The main goal is the study of the impact of those parameters on the routing protocols performances.
The remainder of this paper is organized as follows. Section 2 is an introduction to DTN, its
architecture, VDTN and the routing protocols used in both DTN and VDTN. Section 3 describes the
scenario used in the current study with its different parameters. Section 4 contains the results of the
simulations and the interpretations of graphs. Section 5 concludes the paper.
2 Background
2.1 Delay Tolerant Network (DTN)
Delay tolerant network is an opportunistic network[6] which has attracted large attention in the last
few years[7]. This kind of network is characterized by intermittent connectivity, high error rates, long
and variables delays/latencies, and high node mobility [8][9]. It was designed for the first time in 1998
in partnership with Nasa’s Jet Propulsion Laboratory[10] to establish communication between
different nodes located in the solar system[11]after the failure of the traditional routing protocols used
in the internet communication because of the frequent disruptions, and the excessive propagation
delays. The project was named interplanetary networking (IPN), and then it spread to different
challenging applications as wireless sensor networking and the vehicular networking [11].
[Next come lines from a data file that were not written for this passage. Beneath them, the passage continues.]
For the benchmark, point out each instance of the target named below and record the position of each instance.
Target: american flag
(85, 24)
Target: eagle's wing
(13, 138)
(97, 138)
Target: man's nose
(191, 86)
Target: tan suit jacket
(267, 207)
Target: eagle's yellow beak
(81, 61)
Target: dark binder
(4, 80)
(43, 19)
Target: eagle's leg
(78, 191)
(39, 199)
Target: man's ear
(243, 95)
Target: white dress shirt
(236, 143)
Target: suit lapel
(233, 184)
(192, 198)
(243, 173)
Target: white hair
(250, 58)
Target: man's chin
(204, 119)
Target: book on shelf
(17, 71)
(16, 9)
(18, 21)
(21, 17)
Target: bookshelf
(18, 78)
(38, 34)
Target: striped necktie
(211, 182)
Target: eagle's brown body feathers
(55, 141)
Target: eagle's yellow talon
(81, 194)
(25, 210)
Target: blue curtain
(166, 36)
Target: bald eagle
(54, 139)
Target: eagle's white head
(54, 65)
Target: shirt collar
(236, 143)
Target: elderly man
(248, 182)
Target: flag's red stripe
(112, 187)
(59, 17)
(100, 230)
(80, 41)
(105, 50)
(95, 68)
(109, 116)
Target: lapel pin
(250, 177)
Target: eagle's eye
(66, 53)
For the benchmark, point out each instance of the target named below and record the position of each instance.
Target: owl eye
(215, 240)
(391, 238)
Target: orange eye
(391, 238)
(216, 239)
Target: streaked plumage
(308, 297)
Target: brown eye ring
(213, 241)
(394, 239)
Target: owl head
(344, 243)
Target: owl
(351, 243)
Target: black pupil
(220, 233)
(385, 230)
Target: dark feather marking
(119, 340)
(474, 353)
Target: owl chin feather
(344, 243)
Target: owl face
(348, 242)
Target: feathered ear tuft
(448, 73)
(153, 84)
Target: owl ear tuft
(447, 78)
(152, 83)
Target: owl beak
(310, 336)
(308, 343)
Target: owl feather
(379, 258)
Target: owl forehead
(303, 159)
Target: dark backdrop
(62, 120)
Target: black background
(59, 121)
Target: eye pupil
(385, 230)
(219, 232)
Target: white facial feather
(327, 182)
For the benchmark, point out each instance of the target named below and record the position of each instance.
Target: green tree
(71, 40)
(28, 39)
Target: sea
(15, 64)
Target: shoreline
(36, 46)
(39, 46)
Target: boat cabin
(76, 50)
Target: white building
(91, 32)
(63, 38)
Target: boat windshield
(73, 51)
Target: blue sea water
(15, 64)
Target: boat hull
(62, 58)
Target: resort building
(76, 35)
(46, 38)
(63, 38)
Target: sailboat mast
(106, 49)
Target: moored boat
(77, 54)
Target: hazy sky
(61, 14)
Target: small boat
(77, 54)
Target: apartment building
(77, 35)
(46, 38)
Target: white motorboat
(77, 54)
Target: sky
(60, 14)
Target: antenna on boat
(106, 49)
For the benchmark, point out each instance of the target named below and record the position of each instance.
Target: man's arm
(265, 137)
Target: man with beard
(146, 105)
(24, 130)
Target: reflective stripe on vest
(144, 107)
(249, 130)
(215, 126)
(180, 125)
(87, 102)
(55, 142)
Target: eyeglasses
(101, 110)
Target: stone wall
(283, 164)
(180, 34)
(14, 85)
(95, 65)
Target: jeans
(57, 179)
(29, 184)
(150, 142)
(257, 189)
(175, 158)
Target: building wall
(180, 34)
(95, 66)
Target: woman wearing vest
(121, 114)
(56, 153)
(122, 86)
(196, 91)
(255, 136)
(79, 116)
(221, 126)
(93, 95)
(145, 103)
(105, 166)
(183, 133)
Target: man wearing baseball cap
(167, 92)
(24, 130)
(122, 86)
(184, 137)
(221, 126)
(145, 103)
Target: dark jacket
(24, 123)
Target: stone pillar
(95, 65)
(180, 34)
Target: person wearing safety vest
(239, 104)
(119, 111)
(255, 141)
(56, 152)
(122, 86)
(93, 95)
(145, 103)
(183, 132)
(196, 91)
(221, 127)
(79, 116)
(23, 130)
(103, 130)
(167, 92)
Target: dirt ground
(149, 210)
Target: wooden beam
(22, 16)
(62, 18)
To deal with the new situation where the traditional routing protocols are not suitable
anymore, the group of research DTN (DTNRG), which has taken part of Internet Research Task Force
(IRTF) had proposed new architecture designed to DTN [12]. The aim was to support new routing
protocols, features related to DTN, and also to provide structure dealing with the heterogeneity of
different communicating regions, by the addition of a layer between the transport and the application
layer named bundle layer (figure 1). It connects the specific lower layers so that application programs
can communicate across several regions of different natures. The bundle layer also stores and relays
the bundles/messages hop by hop between nodes[13].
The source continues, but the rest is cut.